Keeping an eye on GPU utilisation is critical when running AI workloads on a dedicated GPU server. Underutilised GPUs waste money, while overloaded ones throttle and degrade inference latency. This tutorial covers monitoring approaches from simple CLI tools to full Prometheus and Grafana dashboards, so you can track every metric that matters on your LLM hosting infrastructure.
nvidia-smi: Quick GPU Monitoring
The fastest way to check GPU status is nvidia-smi, which ships with the NVIDIA driver.
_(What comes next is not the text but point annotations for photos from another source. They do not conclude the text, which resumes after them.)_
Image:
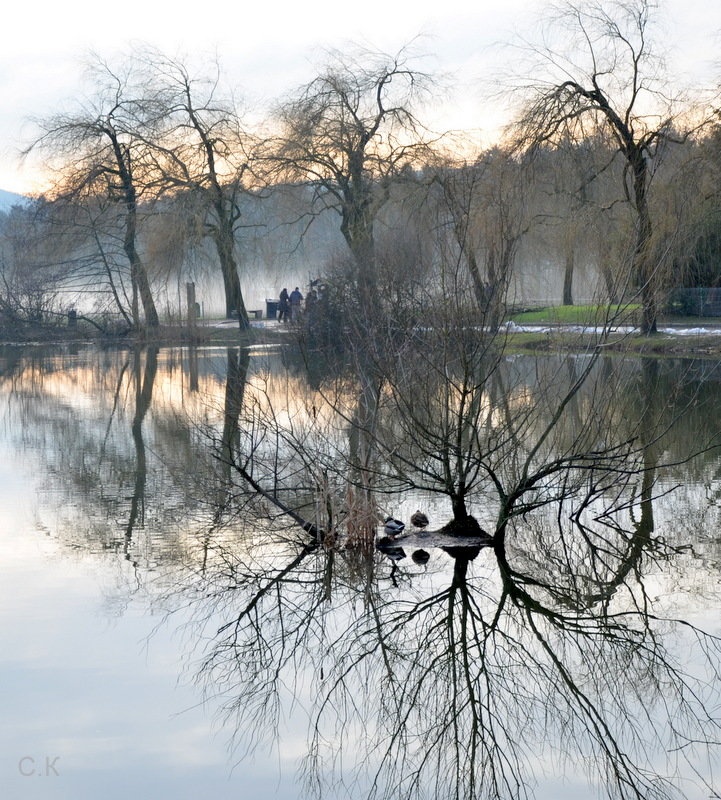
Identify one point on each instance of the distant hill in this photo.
(10, 199)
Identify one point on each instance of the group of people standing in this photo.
(289, 307)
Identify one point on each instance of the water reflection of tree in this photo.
(544, 646)
(456, 691)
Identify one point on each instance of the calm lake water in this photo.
(169, 634)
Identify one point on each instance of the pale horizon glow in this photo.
(267, 49)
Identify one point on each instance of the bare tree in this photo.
(350, 133)
(609, 80)
(204, 159)
(101, 151)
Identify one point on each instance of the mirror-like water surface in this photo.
(191, 605)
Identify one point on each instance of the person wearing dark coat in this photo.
(296, 298)
(284, 306)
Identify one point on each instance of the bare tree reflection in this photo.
(541, 649)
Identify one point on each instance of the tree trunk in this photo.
(224, 242)
(643, 269)
(568, 277)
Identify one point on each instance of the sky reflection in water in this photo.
(96, 676)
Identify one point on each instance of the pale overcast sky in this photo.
(267, 48)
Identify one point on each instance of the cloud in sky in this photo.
(268, 48)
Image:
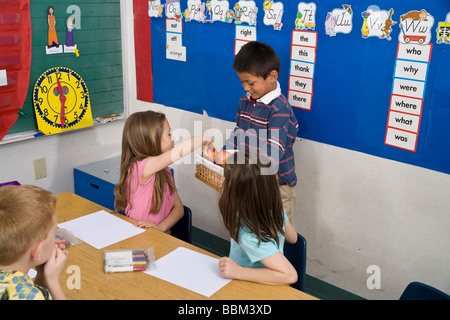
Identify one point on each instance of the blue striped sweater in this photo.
(269, 126)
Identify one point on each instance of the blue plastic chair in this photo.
(296, 254)
(11, 183)
(183, 228)
(421, 291)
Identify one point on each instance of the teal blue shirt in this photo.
(247, 253)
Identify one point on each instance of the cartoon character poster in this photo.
(273, 14)
(339, 21)
(377, 23)
(415, 27)
(306, 16)
(443, 31)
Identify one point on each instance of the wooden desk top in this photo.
(97, 285)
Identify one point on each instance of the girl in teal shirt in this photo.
(254, 216)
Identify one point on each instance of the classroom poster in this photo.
(357, 81)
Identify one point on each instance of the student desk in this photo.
(97, 285)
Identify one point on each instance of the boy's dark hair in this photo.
(257, 58)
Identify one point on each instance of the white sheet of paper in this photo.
(100, 229)
(191, 270)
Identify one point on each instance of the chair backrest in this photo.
(421, 291)
(296, 254)
(183, 228)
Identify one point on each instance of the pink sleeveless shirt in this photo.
(141, 197)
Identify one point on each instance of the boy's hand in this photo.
(55, 264)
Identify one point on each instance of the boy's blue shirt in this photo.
(275, 128)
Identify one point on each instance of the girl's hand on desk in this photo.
(229, 268)
(147, 224)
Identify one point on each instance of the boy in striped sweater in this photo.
(265, 121)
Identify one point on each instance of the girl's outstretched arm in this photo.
(162, 161)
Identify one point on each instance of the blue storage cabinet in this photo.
(96, 181)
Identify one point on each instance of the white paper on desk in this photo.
(191, 270)
(101, 229)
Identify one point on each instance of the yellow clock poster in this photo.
(61, 101)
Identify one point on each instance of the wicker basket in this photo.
(209, 173)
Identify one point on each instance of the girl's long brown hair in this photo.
(141, 139)
(251, 198)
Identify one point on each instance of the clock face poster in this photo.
(61, 101)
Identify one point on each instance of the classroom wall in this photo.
(355, 210)
(358, 212)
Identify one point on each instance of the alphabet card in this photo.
(173, 9)
(443, 31)
(247, 11)
(415, 27)
(339, 21)
(195, 11)
(273, 14)
(219, 10)
(377, 23)
(155, 9)
(306, 16)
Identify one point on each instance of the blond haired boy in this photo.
(27, 239)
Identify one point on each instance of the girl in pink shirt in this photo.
(146, 191)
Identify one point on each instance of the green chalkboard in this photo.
(98, 40)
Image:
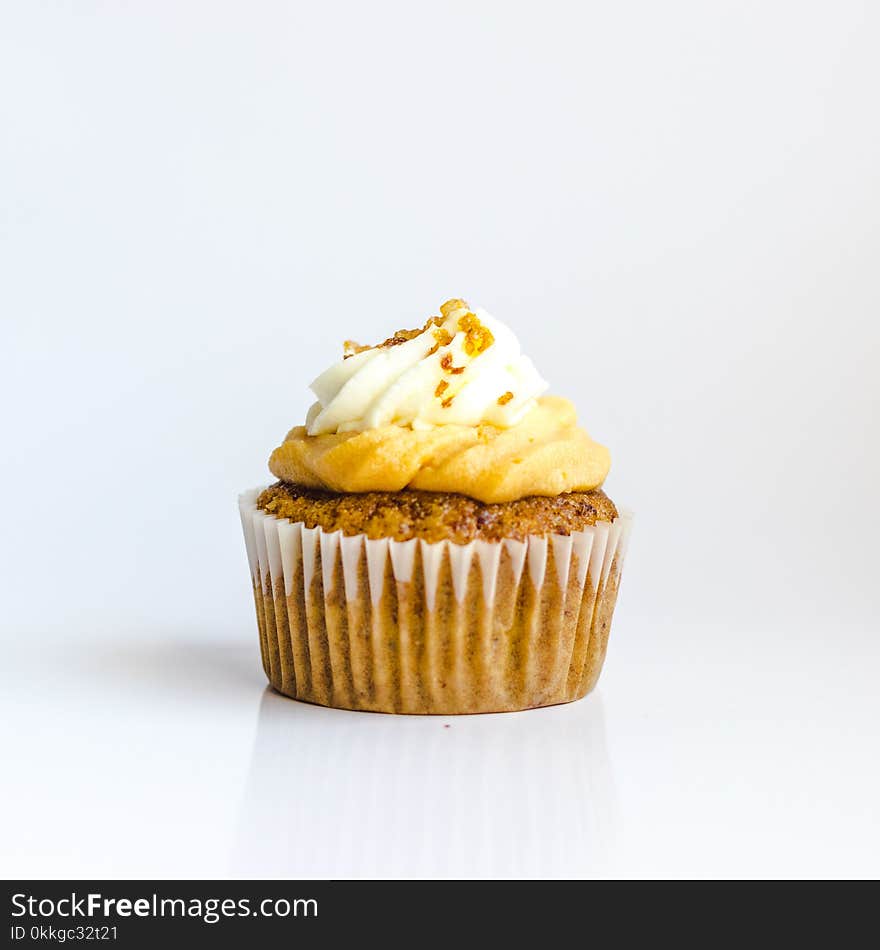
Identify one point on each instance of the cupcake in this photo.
(437, 540)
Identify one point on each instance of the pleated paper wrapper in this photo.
(443, 628)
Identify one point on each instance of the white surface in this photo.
(200, 204)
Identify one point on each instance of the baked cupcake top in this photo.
(452, 407)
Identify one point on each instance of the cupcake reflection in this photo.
(337, 794)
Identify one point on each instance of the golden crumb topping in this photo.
(452, 305)
(477, 337)
(435, 516)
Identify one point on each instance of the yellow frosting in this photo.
(544, 454)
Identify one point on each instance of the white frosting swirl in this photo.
(431, 380)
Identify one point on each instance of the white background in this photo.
(676, 207)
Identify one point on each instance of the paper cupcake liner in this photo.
(445, 628)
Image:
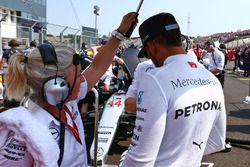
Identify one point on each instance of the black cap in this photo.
(157, 25)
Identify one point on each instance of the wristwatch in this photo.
(120, 36)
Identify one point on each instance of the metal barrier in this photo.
(26, 30)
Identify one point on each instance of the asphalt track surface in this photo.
(238, 126)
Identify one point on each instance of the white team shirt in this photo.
(180, 116)
(74, 153)
(139, 72)
(216, 60)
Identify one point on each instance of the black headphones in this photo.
(55, 89)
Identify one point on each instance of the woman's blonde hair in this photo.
(26, 76)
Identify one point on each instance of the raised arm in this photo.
(105, 55)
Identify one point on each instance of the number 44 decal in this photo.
(117, 103)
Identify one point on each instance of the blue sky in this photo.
(206, 16)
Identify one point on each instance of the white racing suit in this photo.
(180, 116)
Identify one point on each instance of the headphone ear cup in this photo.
(55, 90)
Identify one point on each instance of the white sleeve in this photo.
(133, 88)
(220, 60)
(217, 136)
(150, 125)
(83, 89)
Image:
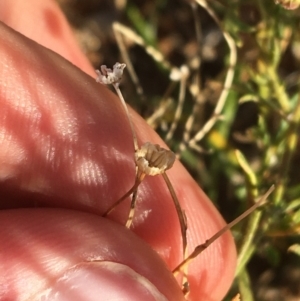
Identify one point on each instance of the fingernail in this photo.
(103, 280)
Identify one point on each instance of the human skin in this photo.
(66, 154)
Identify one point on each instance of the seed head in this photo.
(152, 159)
(107, 76)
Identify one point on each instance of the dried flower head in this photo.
(152, 159)
(107, 76)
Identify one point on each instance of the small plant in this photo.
(152, 160)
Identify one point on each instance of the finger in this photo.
(43, 22)
(59, 254)
(156, 221)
If you need to install or update your drivers, see our CUDA installation guide.
# One-shot GPU status
nvidia-smi
# Continuous monitoring every 1 second
nvidia-smi -l 1
# Structured CSV output for scripting
nvidia-smi --query-gpu=index,name,temperature.gpu,utilization.gpu,utilization.memory,memory.used,memory.total,power.draw \
--format=csv -l 1
# Monitor specific GPU processes
nvidia-smi pmon -i 0 -s u -d 1
# Query per-process memory usage
nvidia-smi --query-compute-apps=pid,name,used_memory --format=csv
For a persistent terminal monitor, use nvtop which provides a top-like interface for GPUs:
# Install nvtop
sudo apt update && sudo apt install -y nvtop
# Launch the interactive monitor
nvtop
These tools are excellent for quick debugging but inadequate for production monitoring at scale. For that, you need a metrics pipeline. If you are running containerised workloads, nvidia-smi also works inside Docker GPU containers.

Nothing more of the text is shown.